Williams lasted only 46 minutes before pulling out of the match trailing 2-6, 1-3. Williams said the injury is different than the one that forced her to undergo surgery on her left knee in 2003 and miss eight months. But that knee has bothered her since, forcing her to drop out of the 2004 Athens Olympics and to miss significant time again in 2006.

But Williams had felt healthy most of this year, playing a busy schedule since winning in Miami in the beginning of April. She played 26 matches in a three-month span that went through her loss in the Wimbledon final to big sister, Venus.

Then she returned home and played for the Washington Kastles of the World Team Tennis league before arriving at Stanford for her debut in this tournament. Williams wouldn't blame her decision to play team tennis on her latest setback.

"You know that risk going into it," she said. "It is what it is. I can't blame that. I just think in general I've been playing a lot of tennis since Miami -- especially for me."

Venus and Davenport have already pulled out of next week's East West Bank Classic in Carson, Calif., due to right knee injuries. Serena said she still plans to go to Carson, but will likely have an MRI before then and could choose to rest up for the Olympics next month.

"I do plan on obviously being at the Olympics," she said. "That's my main goal."

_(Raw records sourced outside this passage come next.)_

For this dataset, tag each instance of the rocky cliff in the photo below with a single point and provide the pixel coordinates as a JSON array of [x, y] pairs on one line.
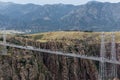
[[31, 65]]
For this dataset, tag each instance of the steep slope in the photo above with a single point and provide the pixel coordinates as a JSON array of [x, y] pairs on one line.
[[96, 16]]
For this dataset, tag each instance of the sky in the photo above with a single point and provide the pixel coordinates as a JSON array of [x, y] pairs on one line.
[[42, 2]]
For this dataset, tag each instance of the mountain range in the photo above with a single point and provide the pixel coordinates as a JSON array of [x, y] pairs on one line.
[[93, 16]]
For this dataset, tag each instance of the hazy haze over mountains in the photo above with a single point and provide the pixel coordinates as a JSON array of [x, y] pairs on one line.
[[94, 16]]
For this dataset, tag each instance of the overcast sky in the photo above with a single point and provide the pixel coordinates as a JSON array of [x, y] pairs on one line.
[[75, 2]]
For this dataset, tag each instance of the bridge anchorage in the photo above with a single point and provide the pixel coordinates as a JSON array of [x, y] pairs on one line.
[[107, 71]]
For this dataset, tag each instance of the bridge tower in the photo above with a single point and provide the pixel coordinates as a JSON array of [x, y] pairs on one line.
[[4, 41], [113, 57], [102, 55]]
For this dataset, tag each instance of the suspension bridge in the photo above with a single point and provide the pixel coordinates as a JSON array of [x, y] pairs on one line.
[[103, 61]]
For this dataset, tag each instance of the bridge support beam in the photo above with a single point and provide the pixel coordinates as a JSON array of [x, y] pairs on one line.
[[4, 41], [102, 56], [113, 57]]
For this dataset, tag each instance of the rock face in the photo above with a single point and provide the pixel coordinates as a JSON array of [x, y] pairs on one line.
[[31, 65]]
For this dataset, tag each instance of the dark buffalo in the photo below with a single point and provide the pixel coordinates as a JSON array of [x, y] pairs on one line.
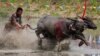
[[59, 28]]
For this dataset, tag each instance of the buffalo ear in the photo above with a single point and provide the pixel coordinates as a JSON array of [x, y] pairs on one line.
[[72, 27]]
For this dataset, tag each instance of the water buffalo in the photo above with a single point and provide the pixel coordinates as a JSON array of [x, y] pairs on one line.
[[59, 28]]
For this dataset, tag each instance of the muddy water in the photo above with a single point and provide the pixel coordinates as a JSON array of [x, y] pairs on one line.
[[24, 43]]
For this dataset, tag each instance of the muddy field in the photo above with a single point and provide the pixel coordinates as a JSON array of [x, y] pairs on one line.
[[24, 43]]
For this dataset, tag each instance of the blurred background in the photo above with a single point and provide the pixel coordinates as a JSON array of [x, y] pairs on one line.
[[34, 9]]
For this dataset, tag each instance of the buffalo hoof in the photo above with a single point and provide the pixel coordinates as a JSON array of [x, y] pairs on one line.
[[81, 43]]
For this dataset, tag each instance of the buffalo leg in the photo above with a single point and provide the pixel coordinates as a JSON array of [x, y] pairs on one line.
[[39, 38]]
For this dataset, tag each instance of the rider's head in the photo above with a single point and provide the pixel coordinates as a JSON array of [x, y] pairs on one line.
[[19, 11]]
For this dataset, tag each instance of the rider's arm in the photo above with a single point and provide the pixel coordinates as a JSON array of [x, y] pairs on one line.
[[13, 20]]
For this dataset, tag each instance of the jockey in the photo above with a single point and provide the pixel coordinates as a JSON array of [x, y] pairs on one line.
[[16, 18]]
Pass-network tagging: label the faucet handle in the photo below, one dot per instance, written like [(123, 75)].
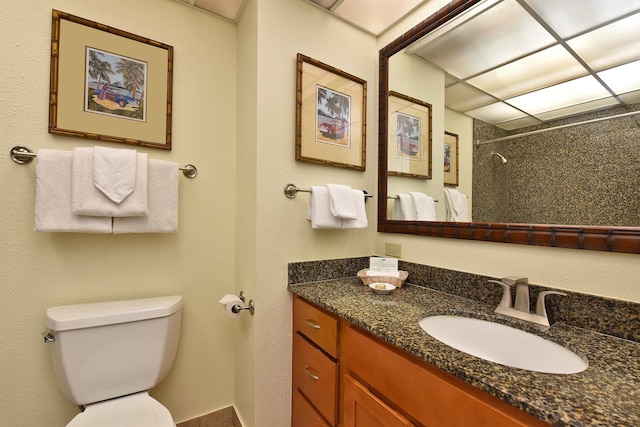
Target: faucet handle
[(540, 305), (506, 293)]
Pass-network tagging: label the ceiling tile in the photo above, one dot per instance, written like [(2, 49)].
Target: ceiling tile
[(610, 46), (576, 91), (482, 44), (545, 68), (570, 17)]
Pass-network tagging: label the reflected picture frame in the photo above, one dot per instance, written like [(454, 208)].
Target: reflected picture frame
[(109, 85), (451, 169), (330, 115), (410, 137)]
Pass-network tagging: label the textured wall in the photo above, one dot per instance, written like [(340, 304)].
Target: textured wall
[(587, 174)]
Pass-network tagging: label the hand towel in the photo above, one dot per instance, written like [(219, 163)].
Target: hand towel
[(53, 197), (361, 221), (114, 172), (87, 199), (319, 210), (163, 202), (403, 209), (341, 201), (457, 209), (424, 206)]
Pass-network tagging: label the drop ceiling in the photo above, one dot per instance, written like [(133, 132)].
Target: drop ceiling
[(513, 63), (517, 63)]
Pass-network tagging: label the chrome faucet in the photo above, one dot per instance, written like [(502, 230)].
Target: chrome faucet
[(521, 307)]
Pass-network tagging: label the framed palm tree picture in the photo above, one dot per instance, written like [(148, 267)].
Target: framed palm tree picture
[(410, 130), (109, 85), (330, 115)]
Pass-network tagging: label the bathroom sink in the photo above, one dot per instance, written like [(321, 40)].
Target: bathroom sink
[(503, 344)]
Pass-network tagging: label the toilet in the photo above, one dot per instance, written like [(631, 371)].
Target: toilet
[(108, 355)]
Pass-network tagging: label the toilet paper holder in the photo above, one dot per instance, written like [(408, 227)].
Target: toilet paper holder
[(237, 307)]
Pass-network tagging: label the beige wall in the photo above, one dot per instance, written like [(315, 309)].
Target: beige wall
[(234, 109), (42, 270)]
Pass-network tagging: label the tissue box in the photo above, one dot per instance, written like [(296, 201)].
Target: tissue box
[(395, 281)]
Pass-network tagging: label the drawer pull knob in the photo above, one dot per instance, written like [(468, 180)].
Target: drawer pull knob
[(312, 324), (312, 376)]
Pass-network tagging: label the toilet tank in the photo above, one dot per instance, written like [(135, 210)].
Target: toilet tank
[(110, 349)]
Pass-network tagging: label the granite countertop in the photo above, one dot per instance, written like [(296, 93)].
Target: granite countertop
[(606, 394)]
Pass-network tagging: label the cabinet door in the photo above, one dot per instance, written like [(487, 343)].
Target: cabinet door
[(303, 414), (363, 409)]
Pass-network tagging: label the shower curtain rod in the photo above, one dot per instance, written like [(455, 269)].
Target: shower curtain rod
[(533, 132)]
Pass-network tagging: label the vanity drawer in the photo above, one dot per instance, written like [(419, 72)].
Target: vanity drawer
[(317, 325), (316, 376), (303, 413)]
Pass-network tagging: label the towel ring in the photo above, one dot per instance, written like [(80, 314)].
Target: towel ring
[(24, 155)]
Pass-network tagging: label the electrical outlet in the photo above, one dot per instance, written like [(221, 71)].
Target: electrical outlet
[(393, 249)]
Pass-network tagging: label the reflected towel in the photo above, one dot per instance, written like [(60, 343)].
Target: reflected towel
[(53, 197), (361, 221), (163, 202), (457, 209), (87, 199), (424, 206), (403, 209), (319, 210)]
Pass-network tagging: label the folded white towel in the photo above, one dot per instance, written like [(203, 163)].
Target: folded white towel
[(114, 172), (53, 197), (89, 200), (424, 206), (361, 222), (319, 210), (341, 201), (403, 209), (457, 209), (163, 202)]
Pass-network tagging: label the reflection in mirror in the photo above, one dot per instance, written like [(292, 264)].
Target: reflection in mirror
[(478, 77)]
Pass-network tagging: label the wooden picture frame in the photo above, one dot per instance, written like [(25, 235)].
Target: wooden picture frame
[(410, 137), (109, 85), (451, 141), (330, 115)]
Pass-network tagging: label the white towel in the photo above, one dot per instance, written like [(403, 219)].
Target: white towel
[(424, 206), (163, 202), (53, 197), (89, 200), (403, 209), (341, 201), (457, 210), (319, 210), (361, 222), (114, 172)]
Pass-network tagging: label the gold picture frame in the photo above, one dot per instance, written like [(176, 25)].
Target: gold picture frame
[(330, 115), (109, 85), (410, 137), (451, 158)]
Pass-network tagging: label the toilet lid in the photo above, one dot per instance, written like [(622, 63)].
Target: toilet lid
[(136, 410)]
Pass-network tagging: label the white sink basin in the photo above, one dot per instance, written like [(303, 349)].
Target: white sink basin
[(503, 344)]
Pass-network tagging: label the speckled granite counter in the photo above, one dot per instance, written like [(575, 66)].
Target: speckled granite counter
[(606, 394)]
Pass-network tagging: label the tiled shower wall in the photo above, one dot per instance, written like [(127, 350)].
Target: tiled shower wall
[(583, 175)]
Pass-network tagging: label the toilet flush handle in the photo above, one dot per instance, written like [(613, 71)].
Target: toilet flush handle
[(48, 337)]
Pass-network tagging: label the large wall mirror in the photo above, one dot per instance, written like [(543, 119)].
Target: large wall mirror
[(543, 98)]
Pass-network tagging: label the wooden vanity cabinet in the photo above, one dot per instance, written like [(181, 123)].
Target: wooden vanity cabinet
[(315, 370), (344, 376)]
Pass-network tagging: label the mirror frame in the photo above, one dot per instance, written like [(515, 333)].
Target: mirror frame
[(596, 238)]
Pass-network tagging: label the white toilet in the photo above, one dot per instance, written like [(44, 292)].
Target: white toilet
[(107, 355)]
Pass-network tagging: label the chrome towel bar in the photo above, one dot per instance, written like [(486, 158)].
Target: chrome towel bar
[(290, 190), (24, 155)]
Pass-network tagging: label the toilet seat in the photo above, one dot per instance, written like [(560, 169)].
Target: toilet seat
[(136, 410)]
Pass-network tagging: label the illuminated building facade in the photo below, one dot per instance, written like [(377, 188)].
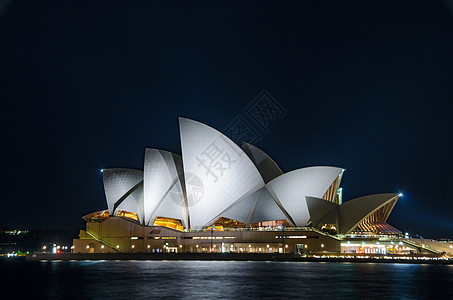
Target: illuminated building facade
[(219, 197)]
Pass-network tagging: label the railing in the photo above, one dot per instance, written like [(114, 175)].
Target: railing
[(421, 246), (103, 241), (255, 229)]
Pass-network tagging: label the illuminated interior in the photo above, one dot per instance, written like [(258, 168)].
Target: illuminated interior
[(329, 228), (169, 222), (98, 216), (127, 214), (275, 223)]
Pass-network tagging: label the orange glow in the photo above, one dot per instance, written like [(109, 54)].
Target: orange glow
[(169, 222), (127, 214)]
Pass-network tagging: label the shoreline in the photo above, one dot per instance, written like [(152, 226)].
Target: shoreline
[(236, 257)]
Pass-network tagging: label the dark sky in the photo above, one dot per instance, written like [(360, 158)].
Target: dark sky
[(85, 85)]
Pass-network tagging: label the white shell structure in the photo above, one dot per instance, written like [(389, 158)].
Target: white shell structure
[(265, 165), (257, 207), (133, 203), (226, 173), (119, 184), (163, 193), (215, 178), (354, 211), (291, 188)]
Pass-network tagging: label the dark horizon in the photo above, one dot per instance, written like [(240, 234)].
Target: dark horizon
[(364, 86)]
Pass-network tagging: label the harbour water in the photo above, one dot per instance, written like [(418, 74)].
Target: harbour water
[(224, 279)]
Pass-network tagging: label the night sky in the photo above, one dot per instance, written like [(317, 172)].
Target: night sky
[(86, 85)]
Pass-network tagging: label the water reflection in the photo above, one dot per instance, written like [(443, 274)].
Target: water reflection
[(232, 279)]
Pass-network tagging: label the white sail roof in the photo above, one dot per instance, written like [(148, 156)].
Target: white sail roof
[(225, 172), (163, 194), (291, 188), (119, 184)]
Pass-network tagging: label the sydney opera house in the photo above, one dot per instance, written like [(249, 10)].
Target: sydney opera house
[(219, 197)]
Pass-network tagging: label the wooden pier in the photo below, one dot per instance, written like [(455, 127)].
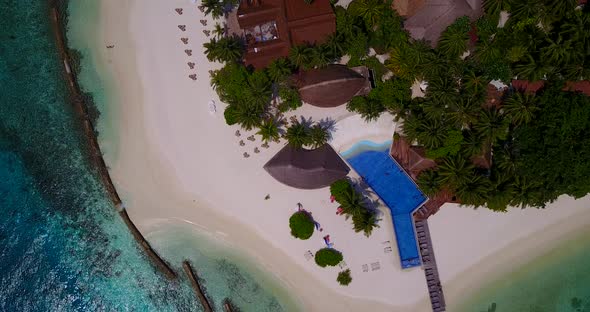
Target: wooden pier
[(437, 299), (196, 286)]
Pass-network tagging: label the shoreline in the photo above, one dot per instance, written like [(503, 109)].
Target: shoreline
[(517, 255), (165, 190), (93, 148), (164, 172)]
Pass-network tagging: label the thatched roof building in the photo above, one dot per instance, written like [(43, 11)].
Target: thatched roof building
[(272, 27), (412, 158), (307, 169), (333, 85), (427, 19)]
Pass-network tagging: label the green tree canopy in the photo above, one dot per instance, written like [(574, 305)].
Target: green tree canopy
[(344, 277), (301, 225), (328, 257), (298, 135), (554, 147)]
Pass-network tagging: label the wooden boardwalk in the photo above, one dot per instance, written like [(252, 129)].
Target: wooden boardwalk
[(192, 276), (437, 298)]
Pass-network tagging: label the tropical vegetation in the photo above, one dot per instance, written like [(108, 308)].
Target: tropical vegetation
[(301, 225), (344, 277), (218, 8), (354, 205), (328, 257), (524, 149)]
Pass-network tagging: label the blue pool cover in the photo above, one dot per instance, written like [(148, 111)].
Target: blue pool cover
[(398, 192)]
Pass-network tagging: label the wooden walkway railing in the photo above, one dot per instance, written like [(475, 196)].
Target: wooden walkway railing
[(437, 298)]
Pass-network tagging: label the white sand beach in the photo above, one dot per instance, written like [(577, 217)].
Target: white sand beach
[(173, 161)]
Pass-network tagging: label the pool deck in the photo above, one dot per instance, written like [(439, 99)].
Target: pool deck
[(399, 193), (416, 249)]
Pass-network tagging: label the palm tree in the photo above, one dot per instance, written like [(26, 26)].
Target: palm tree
[(463, 113), (365, 222), (433, 132), (279, 69), (335, 45), (213, 7), (454, 171), (575, 28), (219, 31), (526, 193), (453, 41), (411, 126), (369, 10), (318, 136), (475, 84), (516, 53), (532, 69), (269, 130), (429, 182), (505, 159), (560, 52), (259, 89), (472, 144), (351, 203), (524, 9), (225, 49), (560, 8), (520, 108), (301, 55), (492, 125), (502, 192), (248, 116), (443, 90), (473, 190), (297, 135), (487, 52), (494, 7), (321, 56)]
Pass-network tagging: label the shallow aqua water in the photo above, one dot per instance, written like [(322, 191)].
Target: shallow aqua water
[(62, 245), (558, 281)]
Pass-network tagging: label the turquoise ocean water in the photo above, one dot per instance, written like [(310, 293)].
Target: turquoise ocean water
[(62, 245), (558, 281)]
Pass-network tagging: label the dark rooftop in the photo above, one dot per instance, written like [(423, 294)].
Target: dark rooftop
[(428, 19), (333, 85), (307, 169), (271, 27)]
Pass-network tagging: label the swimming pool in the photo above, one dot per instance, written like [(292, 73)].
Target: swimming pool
[(396, 190)]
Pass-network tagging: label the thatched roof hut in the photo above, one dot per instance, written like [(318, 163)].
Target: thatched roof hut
[(307, 169), (271, 27), (333, 85)]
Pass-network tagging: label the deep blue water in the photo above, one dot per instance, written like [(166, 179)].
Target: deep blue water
[(397, 191), (62, 245)]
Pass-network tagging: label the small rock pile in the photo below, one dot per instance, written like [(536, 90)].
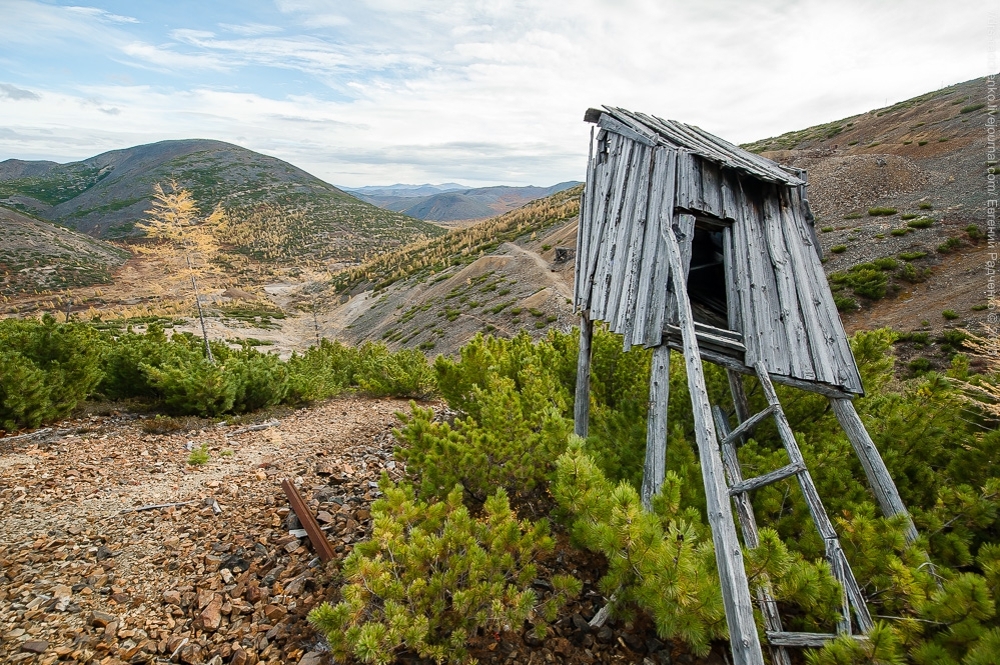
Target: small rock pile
[(92, 574)]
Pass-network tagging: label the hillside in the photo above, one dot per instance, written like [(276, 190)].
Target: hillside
[(457, 205), (37, 256), (286, 213), (906, 182)]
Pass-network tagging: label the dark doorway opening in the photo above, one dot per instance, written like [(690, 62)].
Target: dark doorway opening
[(707, 277)]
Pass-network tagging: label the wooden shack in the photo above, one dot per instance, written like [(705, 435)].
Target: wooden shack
[(689, 242)]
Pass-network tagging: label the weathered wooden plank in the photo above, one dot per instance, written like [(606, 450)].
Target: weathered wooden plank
[(754, 335), (729, 187), (767, 315), (734, 315), (684, 224), (583, 229), (581, 402), (308, 521), (605, 259), (879, 479), (751, 536), (632, 227), (655, 467), (612, 125), (630, 288), (788, 639), (711, 194), (744, 641), (747, 425), (835, 554), (847, 370), (646, 287), (606, 173), (659, 282), (816, 304), (800, 360), (766, 479)]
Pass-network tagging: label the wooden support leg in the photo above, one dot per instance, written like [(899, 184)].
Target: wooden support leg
[(881, 482), (655, 468), (581, 404), (743, 639), (740, 400)]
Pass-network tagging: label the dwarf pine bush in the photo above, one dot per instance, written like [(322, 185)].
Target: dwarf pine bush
[(431, 575)]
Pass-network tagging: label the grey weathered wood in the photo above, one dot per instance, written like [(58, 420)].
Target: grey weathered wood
[(748, 425), (606, 257), (751, 536), (879, 479), (788, 639), (834, 553), (652, 258), (584, 231), (766, 479), (655, 468), (740, 402), (664, 212), (744, 642), (605, 181), (801, 364), (581, 403), (711, 194), (625, 253)]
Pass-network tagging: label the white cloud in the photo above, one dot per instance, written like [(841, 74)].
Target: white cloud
[(8, 91), (495, 91)]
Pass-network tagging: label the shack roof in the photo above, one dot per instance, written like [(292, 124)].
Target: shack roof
[(651, 131)]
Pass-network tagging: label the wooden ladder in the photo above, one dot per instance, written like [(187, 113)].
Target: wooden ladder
[(717, 454), (739, 489)]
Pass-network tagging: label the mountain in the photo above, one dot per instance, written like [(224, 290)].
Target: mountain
[(906, 183), (37, 256), (106, 195), (459, 205), (404, 191)]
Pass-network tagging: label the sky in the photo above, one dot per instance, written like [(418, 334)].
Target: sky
[(480, 92)]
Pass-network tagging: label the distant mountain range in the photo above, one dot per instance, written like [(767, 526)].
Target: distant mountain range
[(451, 202), (104, 196)]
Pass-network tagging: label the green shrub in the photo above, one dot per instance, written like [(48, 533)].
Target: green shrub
[(431, 576), (844, 303), (886, 263), (972, 107), (193, 386), (199, 455), (949, 245), (881, 212), (46, 369), (663, 561), (404, 373), (321, 372)]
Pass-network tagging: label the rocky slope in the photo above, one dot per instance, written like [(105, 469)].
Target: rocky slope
[(105, 195), (461, 204), (36, 255)]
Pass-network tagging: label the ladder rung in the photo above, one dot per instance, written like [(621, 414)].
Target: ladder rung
[(766, 479), (788, 639), (747, 425)]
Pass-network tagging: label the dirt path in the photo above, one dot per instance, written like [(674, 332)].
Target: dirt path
[(87, 579)]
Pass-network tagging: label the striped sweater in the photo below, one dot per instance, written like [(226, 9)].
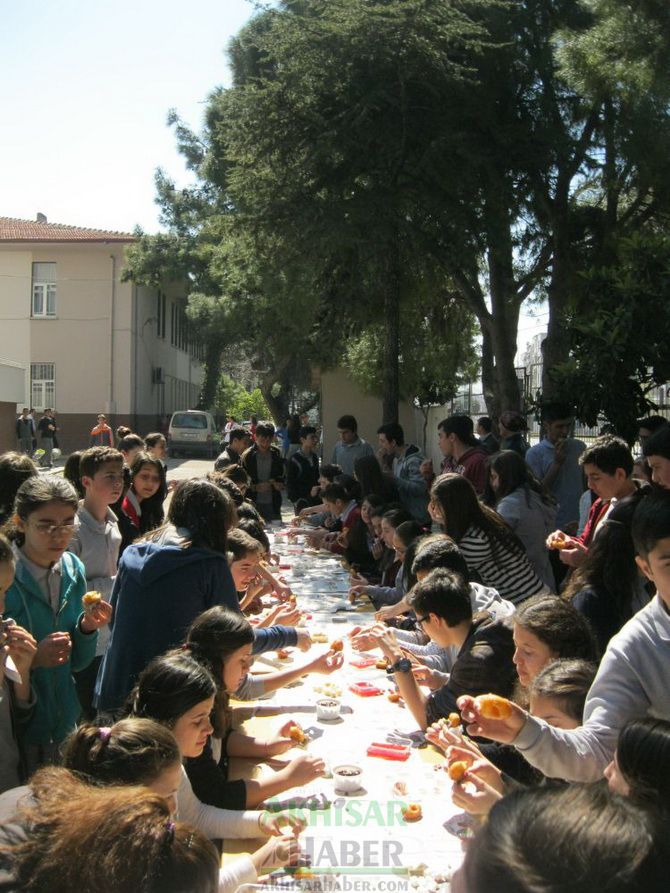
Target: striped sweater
[(502, 568)]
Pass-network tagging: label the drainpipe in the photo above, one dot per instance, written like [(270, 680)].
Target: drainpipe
[(111, 407)]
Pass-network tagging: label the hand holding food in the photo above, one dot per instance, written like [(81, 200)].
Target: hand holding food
[(412, 812), (501, 728)]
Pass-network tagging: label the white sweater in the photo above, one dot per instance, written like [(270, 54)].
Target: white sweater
[(633, 681), (216, 823)]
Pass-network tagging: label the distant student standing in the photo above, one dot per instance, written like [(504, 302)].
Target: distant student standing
[(46, 428), (25, 432), (101, 434), (350, 446), (555, 462), (302, 471), (96, 541)]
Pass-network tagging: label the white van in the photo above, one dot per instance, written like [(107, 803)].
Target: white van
[(193, 431)]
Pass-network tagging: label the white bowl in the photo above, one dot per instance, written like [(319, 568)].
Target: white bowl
[(347, 778), (328, 708)]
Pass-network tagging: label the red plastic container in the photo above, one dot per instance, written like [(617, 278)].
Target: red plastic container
[(365, 689), (399, 752)]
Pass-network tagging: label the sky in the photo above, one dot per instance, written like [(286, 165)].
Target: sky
[(85, 89)]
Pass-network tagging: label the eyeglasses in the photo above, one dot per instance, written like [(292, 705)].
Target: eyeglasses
[(44, 528)]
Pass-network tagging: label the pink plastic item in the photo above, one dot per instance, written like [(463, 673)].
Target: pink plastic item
[(362, 662), (398, 752), (365, 689)]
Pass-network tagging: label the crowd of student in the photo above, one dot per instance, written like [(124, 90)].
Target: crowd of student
[(483, 579)]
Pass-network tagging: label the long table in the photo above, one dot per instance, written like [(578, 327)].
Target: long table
[(360, 842)]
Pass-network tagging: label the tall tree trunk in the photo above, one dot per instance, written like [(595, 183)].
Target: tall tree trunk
[(213, 356), (391, 289), (556, 346)]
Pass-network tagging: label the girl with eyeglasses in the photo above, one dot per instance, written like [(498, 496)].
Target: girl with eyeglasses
[(46, 599)]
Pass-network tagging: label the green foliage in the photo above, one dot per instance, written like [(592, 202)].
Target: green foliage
[(437, 353), (233, 399), (619, 351)]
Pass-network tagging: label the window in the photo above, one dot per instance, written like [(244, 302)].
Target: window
[(44, 290), (42, 385)]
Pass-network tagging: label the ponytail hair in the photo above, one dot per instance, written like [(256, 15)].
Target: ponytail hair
[(211, 639), (132, 751), (169, 687), (84, 837)]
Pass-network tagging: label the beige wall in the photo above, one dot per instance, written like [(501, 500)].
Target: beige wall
[(341, 396), (91, 301), (15, 274)]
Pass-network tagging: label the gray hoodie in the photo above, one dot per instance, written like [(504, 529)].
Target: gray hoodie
[(532, 520), (411, 483)]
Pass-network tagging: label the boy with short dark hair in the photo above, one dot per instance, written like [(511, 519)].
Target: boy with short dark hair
[(554, 461), (607, 465), (349, 446), (407, 460), (239, 440), (632, 680), (485, 646), (302, 471), (96, 541), (265, 466)]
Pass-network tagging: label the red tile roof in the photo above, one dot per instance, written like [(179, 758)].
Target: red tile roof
[(15, 230)]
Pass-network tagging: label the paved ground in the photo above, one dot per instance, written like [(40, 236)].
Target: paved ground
[(183, 469)]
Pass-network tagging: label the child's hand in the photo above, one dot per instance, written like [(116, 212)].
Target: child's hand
[(478, 726), (432, 678), (276, 853), (272, 823), (53, 651), (304, 642), (326, 663), (285, 615), (22, 649), (304, 768), (100, 615)]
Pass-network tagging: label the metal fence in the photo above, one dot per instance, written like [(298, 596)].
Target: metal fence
[(470, 401)]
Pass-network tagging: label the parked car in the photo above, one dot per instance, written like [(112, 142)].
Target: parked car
[(193, 431)]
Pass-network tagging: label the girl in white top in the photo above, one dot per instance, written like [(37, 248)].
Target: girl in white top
[(487, 543), (178, 692)]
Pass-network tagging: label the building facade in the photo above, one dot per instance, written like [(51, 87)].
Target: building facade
[(88, 341)]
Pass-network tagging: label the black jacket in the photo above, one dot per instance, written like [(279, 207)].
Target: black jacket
[(276, 472), (302, 473)]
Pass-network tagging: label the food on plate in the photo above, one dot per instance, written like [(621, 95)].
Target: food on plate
[(457, 770), (412, 812), (297, 734), (90, 599), (494, 707), (560, 541)]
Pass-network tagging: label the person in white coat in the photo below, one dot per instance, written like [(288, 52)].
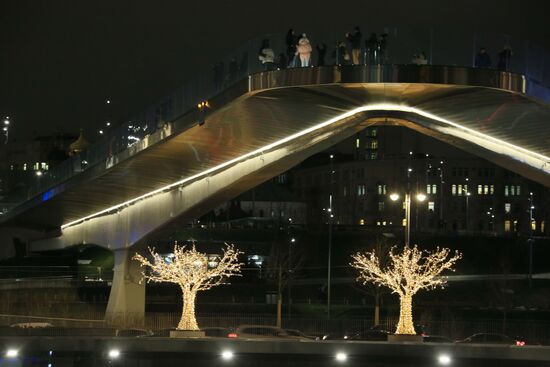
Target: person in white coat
[(303, 49)]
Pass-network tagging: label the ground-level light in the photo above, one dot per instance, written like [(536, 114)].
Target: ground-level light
[(341, 357), (444, 359), (114, 353), (12, 353), (227, 355)]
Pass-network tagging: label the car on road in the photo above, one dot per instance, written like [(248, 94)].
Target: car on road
[(133, 332), (262, 332), (375, 333), (216, 332), (298, 333), (492, 338), (436, 339)]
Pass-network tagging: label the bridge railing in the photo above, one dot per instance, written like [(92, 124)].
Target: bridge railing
[(440, 46)]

Williams struggled from the start against the 85th-ranked Wozniak and first called for the trainer when trailing 5-2 in the first set. She got the knee heavily taped and came out to finish the set, but appeared to struggle to plant on her injured leg.

"It's unfortunate that she pulled out," Wozniak said. "I think in the middle of the first set she started looking at her leg. I didn't know if it was her ankle bothering her. But at the end it was her knee."